Dulce Maria Cardoso (1964) foi para Angola em tenra idade, saindo de lá em 1975, quando diferentes movimentos políticos encetaram uma violenta guerra para controlo do poder político.
O romance O Retorno narra uma vinda precipitada de uma família branca no seu êxodo.
A autora coloca um narrador a contar a história da vinda, em três momentos, de muita rapidez de ocorrências mas de grande lentidão a apresentar essas ocorrências. Trata-se de um permanente diálogo interno de um adolescente de quinze anos (até aos dezoito), das conversas tidos com familiares e amigos, e da interpretação desses diálogos. O livro, bem escrito, é, assim, constituído por um enorme monólogo, onde se veem as forças e as fragilidades de um conjunto de indivíduos perante um momento de vida social que não dirigem mas gostariam de liderar. Um dos momentos interessantes e mais perspicazes é a distinção entre Angola – de largos horizontes – e a metrópole – de ruas estreitinhas e gente de pequenas invejas.
Rui, o narrador, a irmã, pouco mais velha, a mãe, sempre doente com espíritos, e o pai, homem que fazia transporte de mercadorias em Angola, preso mesmo quando fazia a mala para sair do país, são o mundo mais íntimo.
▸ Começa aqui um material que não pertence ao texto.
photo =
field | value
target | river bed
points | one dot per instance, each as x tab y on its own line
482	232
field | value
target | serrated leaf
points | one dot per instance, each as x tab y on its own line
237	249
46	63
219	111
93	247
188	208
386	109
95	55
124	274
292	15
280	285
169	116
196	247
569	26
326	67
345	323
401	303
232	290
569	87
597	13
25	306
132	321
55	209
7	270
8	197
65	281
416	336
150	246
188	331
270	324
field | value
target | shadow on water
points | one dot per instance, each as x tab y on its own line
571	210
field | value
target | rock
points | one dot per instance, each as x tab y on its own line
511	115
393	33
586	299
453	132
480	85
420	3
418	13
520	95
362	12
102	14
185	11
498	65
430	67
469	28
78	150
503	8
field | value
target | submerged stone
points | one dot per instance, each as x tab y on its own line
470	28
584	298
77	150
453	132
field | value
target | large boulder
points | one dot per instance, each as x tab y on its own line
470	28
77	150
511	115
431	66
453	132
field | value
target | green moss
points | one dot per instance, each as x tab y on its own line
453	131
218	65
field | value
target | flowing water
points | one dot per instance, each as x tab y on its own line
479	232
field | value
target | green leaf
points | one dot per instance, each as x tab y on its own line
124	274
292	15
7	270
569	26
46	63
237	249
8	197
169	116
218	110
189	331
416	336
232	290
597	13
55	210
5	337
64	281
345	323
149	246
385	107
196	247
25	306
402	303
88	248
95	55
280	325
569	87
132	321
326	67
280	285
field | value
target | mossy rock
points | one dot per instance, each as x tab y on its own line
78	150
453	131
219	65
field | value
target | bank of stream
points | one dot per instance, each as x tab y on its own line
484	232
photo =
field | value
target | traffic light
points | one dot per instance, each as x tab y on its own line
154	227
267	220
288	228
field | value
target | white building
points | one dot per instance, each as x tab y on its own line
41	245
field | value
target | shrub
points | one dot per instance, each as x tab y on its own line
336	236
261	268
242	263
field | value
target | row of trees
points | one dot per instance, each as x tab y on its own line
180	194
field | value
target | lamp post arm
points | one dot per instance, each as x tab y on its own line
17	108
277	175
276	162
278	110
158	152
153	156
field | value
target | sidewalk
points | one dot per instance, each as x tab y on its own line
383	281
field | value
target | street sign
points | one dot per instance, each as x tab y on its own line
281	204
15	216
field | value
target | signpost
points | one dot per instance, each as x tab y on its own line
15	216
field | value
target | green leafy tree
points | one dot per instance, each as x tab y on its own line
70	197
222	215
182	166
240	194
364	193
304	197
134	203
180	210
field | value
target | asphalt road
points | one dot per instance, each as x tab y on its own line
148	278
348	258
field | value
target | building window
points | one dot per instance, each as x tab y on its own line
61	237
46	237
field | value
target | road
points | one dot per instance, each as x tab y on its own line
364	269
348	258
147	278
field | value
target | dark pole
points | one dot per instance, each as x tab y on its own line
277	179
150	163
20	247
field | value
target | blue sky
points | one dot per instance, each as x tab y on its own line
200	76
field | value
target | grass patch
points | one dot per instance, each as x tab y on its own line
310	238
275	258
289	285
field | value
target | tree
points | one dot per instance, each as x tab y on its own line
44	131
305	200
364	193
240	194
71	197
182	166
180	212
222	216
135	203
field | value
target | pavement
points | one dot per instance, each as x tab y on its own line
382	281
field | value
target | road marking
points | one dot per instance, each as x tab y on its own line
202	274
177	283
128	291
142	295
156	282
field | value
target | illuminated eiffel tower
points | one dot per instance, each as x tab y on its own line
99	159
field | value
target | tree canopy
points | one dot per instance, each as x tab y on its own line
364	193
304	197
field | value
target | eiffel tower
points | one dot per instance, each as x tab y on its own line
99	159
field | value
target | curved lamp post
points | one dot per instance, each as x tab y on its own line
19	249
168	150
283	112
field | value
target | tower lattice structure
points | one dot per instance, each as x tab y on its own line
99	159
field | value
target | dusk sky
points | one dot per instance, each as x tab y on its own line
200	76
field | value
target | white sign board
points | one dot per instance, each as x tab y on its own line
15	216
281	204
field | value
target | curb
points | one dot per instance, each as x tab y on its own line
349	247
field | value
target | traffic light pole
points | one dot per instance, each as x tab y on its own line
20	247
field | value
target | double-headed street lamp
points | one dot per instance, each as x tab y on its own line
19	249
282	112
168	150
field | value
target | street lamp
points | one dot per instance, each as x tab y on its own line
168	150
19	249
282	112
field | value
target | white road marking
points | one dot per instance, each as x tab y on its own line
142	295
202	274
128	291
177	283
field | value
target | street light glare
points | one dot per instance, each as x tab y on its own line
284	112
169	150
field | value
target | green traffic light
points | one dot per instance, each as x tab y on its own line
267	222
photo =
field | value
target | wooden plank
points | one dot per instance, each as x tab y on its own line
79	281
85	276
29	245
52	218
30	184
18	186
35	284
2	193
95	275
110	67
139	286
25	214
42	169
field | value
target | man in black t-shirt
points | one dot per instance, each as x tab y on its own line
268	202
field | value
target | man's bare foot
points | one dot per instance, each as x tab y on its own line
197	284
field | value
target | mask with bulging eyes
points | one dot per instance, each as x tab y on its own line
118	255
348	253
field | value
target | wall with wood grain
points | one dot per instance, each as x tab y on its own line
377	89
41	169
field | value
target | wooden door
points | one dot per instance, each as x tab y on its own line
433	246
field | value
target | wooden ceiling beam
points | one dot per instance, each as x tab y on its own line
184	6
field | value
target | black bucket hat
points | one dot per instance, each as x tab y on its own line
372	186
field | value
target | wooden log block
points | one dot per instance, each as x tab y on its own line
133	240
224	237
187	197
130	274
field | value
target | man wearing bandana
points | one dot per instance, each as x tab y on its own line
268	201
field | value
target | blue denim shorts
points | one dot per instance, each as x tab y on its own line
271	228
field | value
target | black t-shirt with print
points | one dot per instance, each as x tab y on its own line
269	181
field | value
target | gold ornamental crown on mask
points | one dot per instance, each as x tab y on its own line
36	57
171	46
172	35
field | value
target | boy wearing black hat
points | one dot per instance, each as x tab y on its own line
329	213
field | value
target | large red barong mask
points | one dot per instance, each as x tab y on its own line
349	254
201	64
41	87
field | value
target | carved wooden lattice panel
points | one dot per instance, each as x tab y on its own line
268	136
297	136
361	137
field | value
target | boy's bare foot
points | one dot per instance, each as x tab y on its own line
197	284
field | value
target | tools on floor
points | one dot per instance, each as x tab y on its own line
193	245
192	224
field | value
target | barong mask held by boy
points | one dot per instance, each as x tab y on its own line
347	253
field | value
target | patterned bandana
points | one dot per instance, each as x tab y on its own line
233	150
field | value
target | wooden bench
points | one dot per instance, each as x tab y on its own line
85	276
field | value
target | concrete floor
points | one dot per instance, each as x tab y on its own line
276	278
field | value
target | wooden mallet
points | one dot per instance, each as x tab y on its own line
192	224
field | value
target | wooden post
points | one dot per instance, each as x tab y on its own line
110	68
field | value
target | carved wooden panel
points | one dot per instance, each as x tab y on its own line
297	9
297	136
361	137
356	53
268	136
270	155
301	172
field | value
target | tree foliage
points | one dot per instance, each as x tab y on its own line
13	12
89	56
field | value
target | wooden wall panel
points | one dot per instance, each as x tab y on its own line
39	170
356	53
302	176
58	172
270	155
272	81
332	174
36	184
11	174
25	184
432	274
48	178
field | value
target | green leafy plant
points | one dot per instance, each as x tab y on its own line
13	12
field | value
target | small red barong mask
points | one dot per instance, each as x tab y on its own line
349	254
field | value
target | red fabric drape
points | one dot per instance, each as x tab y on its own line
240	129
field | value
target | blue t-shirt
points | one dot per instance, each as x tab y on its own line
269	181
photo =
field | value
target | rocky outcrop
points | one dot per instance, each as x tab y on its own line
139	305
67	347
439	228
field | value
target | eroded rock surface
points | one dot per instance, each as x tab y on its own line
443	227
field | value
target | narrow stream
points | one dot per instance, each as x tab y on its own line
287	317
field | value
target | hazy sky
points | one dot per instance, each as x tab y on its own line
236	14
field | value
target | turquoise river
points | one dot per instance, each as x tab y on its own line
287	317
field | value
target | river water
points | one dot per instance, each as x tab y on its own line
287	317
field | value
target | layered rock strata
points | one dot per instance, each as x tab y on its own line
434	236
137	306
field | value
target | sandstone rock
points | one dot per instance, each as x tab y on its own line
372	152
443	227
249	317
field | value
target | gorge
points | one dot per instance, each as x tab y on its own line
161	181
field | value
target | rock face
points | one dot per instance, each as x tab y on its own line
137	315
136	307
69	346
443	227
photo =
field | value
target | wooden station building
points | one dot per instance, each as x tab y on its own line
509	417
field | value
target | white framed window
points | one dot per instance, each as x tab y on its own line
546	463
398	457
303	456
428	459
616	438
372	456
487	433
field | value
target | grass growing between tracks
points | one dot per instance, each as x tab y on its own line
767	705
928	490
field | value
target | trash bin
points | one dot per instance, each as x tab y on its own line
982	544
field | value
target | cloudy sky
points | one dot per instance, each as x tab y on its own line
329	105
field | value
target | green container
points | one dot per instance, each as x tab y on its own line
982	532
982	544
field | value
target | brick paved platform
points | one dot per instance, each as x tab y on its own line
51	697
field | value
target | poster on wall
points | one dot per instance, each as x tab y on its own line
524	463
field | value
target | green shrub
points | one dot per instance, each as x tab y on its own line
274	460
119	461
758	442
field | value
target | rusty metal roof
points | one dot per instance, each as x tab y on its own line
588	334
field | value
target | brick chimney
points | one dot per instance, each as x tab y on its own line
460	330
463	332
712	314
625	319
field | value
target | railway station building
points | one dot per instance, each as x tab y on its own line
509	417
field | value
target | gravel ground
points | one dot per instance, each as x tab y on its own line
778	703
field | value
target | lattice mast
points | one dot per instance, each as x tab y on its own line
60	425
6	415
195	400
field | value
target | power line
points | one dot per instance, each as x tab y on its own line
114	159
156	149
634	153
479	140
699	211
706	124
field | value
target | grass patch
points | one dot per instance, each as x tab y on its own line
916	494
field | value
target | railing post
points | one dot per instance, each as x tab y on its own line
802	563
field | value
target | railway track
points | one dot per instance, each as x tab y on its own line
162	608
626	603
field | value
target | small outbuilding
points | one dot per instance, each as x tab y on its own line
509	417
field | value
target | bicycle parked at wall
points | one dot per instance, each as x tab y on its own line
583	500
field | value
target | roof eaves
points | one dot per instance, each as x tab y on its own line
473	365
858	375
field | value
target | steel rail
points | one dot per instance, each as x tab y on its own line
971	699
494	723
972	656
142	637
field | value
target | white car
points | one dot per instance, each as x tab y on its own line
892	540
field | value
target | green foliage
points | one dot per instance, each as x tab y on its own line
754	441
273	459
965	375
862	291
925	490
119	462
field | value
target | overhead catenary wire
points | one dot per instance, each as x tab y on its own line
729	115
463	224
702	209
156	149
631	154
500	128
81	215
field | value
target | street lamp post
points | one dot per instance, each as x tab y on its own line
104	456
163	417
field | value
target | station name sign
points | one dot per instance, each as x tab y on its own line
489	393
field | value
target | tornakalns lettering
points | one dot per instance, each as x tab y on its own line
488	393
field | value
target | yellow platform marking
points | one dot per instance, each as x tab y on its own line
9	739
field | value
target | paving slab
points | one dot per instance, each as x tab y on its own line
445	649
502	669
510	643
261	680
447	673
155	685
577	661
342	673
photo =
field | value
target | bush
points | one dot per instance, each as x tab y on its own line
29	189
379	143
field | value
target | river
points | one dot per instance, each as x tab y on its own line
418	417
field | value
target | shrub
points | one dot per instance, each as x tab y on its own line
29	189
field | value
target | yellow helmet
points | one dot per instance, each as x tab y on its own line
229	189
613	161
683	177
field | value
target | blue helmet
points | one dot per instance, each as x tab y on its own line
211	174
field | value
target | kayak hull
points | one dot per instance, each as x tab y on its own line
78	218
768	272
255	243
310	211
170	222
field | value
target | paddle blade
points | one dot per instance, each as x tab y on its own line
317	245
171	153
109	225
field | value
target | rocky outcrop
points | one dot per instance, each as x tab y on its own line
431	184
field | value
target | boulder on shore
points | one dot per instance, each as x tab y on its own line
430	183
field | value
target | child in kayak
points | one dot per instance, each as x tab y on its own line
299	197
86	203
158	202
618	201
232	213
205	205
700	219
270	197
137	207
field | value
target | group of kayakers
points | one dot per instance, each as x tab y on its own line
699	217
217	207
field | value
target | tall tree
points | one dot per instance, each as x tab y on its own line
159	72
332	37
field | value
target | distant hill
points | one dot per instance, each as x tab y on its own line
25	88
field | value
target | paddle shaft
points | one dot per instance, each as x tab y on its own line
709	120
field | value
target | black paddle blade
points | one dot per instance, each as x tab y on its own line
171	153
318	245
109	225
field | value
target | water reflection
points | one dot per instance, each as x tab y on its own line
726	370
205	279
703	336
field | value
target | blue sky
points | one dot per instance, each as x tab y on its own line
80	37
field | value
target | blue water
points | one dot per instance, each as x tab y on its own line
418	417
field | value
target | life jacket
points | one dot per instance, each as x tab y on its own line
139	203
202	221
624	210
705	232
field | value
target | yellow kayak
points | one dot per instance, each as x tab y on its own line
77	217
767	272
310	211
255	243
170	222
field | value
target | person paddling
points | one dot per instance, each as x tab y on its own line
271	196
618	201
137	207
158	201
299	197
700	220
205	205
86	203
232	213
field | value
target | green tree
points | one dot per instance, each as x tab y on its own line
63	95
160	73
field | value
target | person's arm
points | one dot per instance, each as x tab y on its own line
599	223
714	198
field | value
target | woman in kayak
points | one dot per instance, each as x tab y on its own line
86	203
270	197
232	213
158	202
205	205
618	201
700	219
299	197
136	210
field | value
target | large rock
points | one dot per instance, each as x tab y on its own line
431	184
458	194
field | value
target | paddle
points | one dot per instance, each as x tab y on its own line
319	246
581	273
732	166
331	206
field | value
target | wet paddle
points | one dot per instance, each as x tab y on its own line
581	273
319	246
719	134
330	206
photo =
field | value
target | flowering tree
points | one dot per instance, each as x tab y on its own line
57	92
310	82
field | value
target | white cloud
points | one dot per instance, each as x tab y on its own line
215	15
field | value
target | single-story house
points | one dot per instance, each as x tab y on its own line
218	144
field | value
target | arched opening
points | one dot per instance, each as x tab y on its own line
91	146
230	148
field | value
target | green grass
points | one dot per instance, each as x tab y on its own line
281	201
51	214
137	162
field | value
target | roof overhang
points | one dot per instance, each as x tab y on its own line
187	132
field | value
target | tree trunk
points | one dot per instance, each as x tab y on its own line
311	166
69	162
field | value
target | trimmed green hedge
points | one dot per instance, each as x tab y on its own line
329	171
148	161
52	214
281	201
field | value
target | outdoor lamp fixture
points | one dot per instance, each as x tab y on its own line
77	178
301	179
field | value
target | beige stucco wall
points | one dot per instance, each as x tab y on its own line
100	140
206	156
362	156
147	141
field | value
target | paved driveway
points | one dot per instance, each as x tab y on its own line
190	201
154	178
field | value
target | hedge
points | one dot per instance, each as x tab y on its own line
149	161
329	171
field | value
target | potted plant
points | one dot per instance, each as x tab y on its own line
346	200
Mas o romance tem mais personagens, com fino recorte social e cultural.
Se a primeira parte trata a partida, a segunda parte narra a vida no hotel no Estoril, onde os retornados em si discutem um cada vez menos provável regresso às colónias, com os homens com um fumo negro na manga do casaco em sinal de luto, e Rui e a família esperam o pai preso em Luanda. A terceira parte, mais pequena, é a do reencontro do pai, regressado depois de torturado e com muitas cicatrizes no corpo devido a essa violência.
No livro, há três referências à rádio. Uma, na p. 166, revela o excesso de canções revolucionárias em 1975 nas rádios nacionais. As outras duas referências, nas páginas 27 e 196, com alusão à radionovela Simplesmente Maria. A irmã Maria de Lurdes, ou Milucha, sonhava que a personagem Alberto a esperava à sua chegada ao aeroporto da metrópole. Rui admirou-se de a irmã contar algo tão infantil. Antes e depois da novela, a estação dava o nome completo dos desaparecidos na mortandade de Sanza Pombo.
A radionovela passou em Portugal em 1973 e 1974. Com a revolução de abril de 1974, os produtores pensaram que ela podia ser eliminada, como acontecera com o concurso de misses de Portugal, a que Vera Lagoa, depois diretora do semanário O Diabo, dava tanta colaboração.
Tomé Barros Queirós foi o produtor da radionovela. Ele abandonara uma carreira de sucesso de cantor de opereta em 1960 e passou a dedicar-se a atividades publicitárias, que incluíam a rádio. No romance de Dulce Maria Cardoso, a radionovela é deslocada para 1975. Não sei se ela foi também transmitida em Angola ou se é um artifício de ficção. O importante no livro é a colocação de uma informação importante – a lista de pessoas que teriam morrido em ataques guerrilheiros. Tal dá conta da dimensão da tragédia.
O primeiro romance de Dulce Maria Cardoso, Campo de Sangue (2001), recebeu o Grande Prémio Acontece. Seguiram-se os romances Os Meus Sentimentos (2005), Prémio da União Europeia para a Literatura, e O Chão dos Pardais (2009), Prémio Pen Club, O Retorno é de 2011.